HAMMOND | Indiana's top environmental official on Friday said the president's plan to reduce emissions from coal-fired power plants is bad for Hoosier residents and businesses.
"Indiana is based on low-cost electricity," said Indiana Department of Environmental Management Commissioner Tom Easterly. "The economy and the businesses we have are. Having those businesses leave the country is not going to help worldwide greenhouse gas emissions at all and it certainly isn't going to help Hoosiers."
Easterly's comments came during a presentation to the Partners for Clean Air annual kick-off luncheon at Lost Marsh Golf Course in Hammond. The Environmental Protection Agency is calling for stringent rules on new coal-fired power plants and plans to release tougher rules for existing coal-fired plants in June.
Easterly said Obama's plan would create "very expensive changes to our electricity sector," noting Indiana is an energy- and coal-producing state.
"I have serious concerns about how long we're going to be able to run our existing power plants," Easterly said.
Easterly said he believes the plan will increase the cost of doing business in the state, with the costs being passed down to consumers.
"We have a lot of homeowners who can't pay their bills," he said.
Easterly said he has spent the last two weeks traveling the country to meet with other leaders on how states might be able to combat the new standards.
"My concern with this whole process is the president never articulated any goals he's trying to achieve," he said.
At the end of 2009, Indiana met every air quality standard for the first time in the state's history.
"The goal was to get the EPA to recognize this," Easterly said.

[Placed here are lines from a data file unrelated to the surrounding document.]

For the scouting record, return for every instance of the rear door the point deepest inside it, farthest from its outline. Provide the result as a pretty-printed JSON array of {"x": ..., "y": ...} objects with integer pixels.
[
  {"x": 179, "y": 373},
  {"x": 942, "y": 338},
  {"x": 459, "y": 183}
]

One monitor in Zion, Ill., near the Illinois/Wisconsin border exceeded the ozone standard by 0.4 parts per billion in 2012. All of the monitors in Lake and Porter counties met the standard for the same testing period, but because both are evaluated as part of the Chicago metropolitan area and not individually as counties, they were deemed to be in violation of the Clean Air Act along with other Illinois counties.
"Lake and Porter counties met the standard, have met the standard and will continue to meet the standard," Easterly said.
IDEM sued the EPA in 2012 in an effort to exempt Lake and Porter counties from the Chicago monitoring zone. That case is still in the courts, Easterly said Friday.
In LaPorte County, one monitor in Michigan City exceeded the limits for ozone in 2012, when summer temperatures reached record highs and ozone levels rose with them.
Easterly again Indiana was not to blame for that violation of the Clean Air Act.
"It sure looks like that's air from Chicago that moved across the lake," Easterly said Friday. "Unless the air is super clean this year, which is highly unlikely, we're probably not going to meet the standard."
Still, Easterly said, the air is cleaner than in the past.
"We're making great progress in improving our air," he said.